Sri Lankan budget proposal met with mixed reactions

The budget of the newly elected government of Sri Lanka was presented to the parliament Nov. 20. It was passed into law after the third reading Dec. 19.

There has been so far mixed reactions to the budget both within the country and from the international community.

The government has the tough job of negotiating strict monetary policies within the country, as it tries to reduce its fiscal deficit. The deficit is currently estimated at 740 billion Sri Lankan rupees. As is to be expected in any country imposing monetary restrictions, demonstrations against some of the policies have been taking place.

Therefore, the proposal that was passed had the necessary amendments added to it. The amendments themselves will result in a difference of 35.5 billion Sri Lankan rupees, which equals $247.78 million approximately.

There were many reforms and development plans within the budget proposal. Foreign investment is encouraged through various incentives such as exempting income tax under certain conditions and reducing restrictions on foreign ownership of land.

On the one hand, education and health expenditure has been increased to create new infrastructure for people. On the other hand, there were many policies that would help the government create revenue from taxation such as the proposed increase in motor vehicle taxes. These and other economic reforms were an effort to bring down the budget deficit of 6 percent reported this year.

The 2016 budget deficit, which is slated to be Rs 740 billion or almost 6 percent of the GDP, is still an indication that the country has yet to find strong footing in terms of the economy.

However, with a possible International Monetary Fund arrangement on the horizon, the country might have to brace for further regulations to reduce this deficit.

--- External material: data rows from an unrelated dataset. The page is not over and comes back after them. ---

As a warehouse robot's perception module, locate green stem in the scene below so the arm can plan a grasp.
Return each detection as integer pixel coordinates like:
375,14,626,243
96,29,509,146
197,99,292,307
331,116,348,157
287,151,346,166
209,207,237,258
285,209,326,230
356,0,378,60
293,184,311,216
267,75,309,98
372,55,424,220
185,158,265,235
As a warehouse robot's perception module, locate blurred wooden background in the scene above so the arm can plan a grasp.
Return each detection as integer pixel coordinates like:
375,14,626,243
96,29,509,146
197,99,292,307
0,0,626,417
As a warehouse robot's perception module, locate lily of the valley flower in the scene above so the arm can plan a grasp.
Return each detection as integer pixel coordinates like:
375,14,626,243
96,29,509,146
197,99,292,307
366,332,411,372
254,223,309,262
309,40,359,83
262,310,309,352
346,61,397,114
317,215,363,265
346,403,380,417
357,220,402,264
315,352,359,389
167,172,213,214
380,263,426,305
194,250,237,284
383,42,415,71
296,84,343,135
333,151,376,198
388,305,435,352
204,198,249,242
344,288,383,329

According to Reuters, the IMF has already warned about an uncertain economic outlook that required action from the government in order to gain economic stability.

Local farmers protest. Photo credit: Adaderana.lk

Local farmers protest. Photo credit: Adaderana.lk

Therefore, the final reception of this budget will be a test of the resilience of the government. Already, there has been many public demonstrations against individual policies. There was a protest by local farmers about a cut in subsidies for plantation crops that resulted in a revision to include these subsidies. Strong opposition has also led to revisions to a proposal that would have added revisions to pension schemes of public sector workers.

Trade union workers continue to oppose the revisions that have been made.

It is yet to be seen, the effects and the reception of the budget on the long run. For the sake of the country, it is of utmost importance that the opposition party, the different trade unions and the government come to an agreement about how the country should proceed.

If the country does not internally agree on key issues, it will be difficult to come up with a practical strategy and rise up economically, especially with the IMF standby agreement so close in the future.

As youth observing this process, it is hard not to think that there is a divide in the country based only on the political affiliation rather than a constructive divide based on only the issues.

During the voting for the budget, some members of the parliament who backed former President Mahinda Rajapaksa, voted against the proposal. This is an all-too-familiar scenario where the opposition opposes proposals on the virtue that they are the opposition. Here is an area in which a lot of people would like to see a change.

This government has the potential to pump some vital life into the politics of Sri Lanka. They had many grand promises about the change they would bring to Sri Lankan politics that had long suffered from corruption.

The country will continue to lose faith if the government is continuously unable to show the people a tangible change.To this end, people can only wait to see the results of a budget that the government promises will boost the economy.